IO15 | BootRom Debug Log output |
---|---|
0 | Disabled |
1 | Enabled |
How IO12 (MTDI) affects boot
IO12 (MTDI) is the most interesting pin for this discussion, as it controls the default voltage of the internal LDO. Importantly, the general ESP32 datasheet has the following note:
For ESP32 chips that contain an embedded flash, users need to note the logic level of MTDI. For example, ESP32-D2WD contains an embedded flash that operates at 1.8 V, therefore, the MTDI should be pulled high.
- IO12 (MTDI) – This defines the voltage of the internal LDO (high = 1.8V, low/default = 3.3V). ESP32-D2WD has internal flash that runs at 1.8V, so MTDI must be pulled high on those boards, for example.
- IO12 is also known as: ADC2_CH5, TOUCH5, RTC_GPIO15, MTDI,
HSPIQ, HS2_DATA2, SD_DATA2, EMAC_TXD3
Original firmware bootstrap pins
Pin | Value | Notes |
---|---|---|
IO12 | 0 | 3.3V flash voltage |
IO0 | 1 | SPI_BOOT |
IO2 | 0 | SPI_BOOT |
IO4 | 0 | not used |
IO15 | 1 | Debug output enabled |
IO5 | 1 | not used |
Testable: Is IO12 the culprit?
On WT32-ETH01, the only bootstrap pin of interest is IO12 (MTDI), as it can cause the voltage supplied to the internal flash to be too low if it reads high.
On the WT32-S1, the schematic shows that IO12 is left floating, with a trace bringing the pin to the exposed header, so only the internal pull-down is keeping the signal low.

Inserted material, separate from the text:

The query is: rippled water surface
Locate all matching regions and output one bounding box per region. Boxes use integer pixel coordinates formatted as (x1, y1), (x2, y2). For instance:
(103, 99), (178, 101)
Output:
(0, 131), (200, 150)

If you have connected IO12 to a peripheral, then perhaps the peripheral is holding the line high and/or there’s too much capacitance to drain quickly enough for boot?
The good news is that the voltage regulator settings that are affected by IO12 can be forced … using efuse settings. After verifying your WT32-ETH01 board’s settings, you could force them via efuse settings. If the problem persists, then it’s not a problem with the bootstrap value of IO12.
Most likely, it’s not the bootstrap pins, but it’s a possibility often overlooked. Instead, as you suggest, perhaps with ethernet attached, there’s just too high a surge of current required.
If true, that would explain why the large capacitor helps, as it would provide a buffer for those surges. But, that leaves me somewhat uncomfortable as the capacitor size is a guess, and there’s no guarantee it’d be enough for edge cases.
Was there ever a true cause discovered?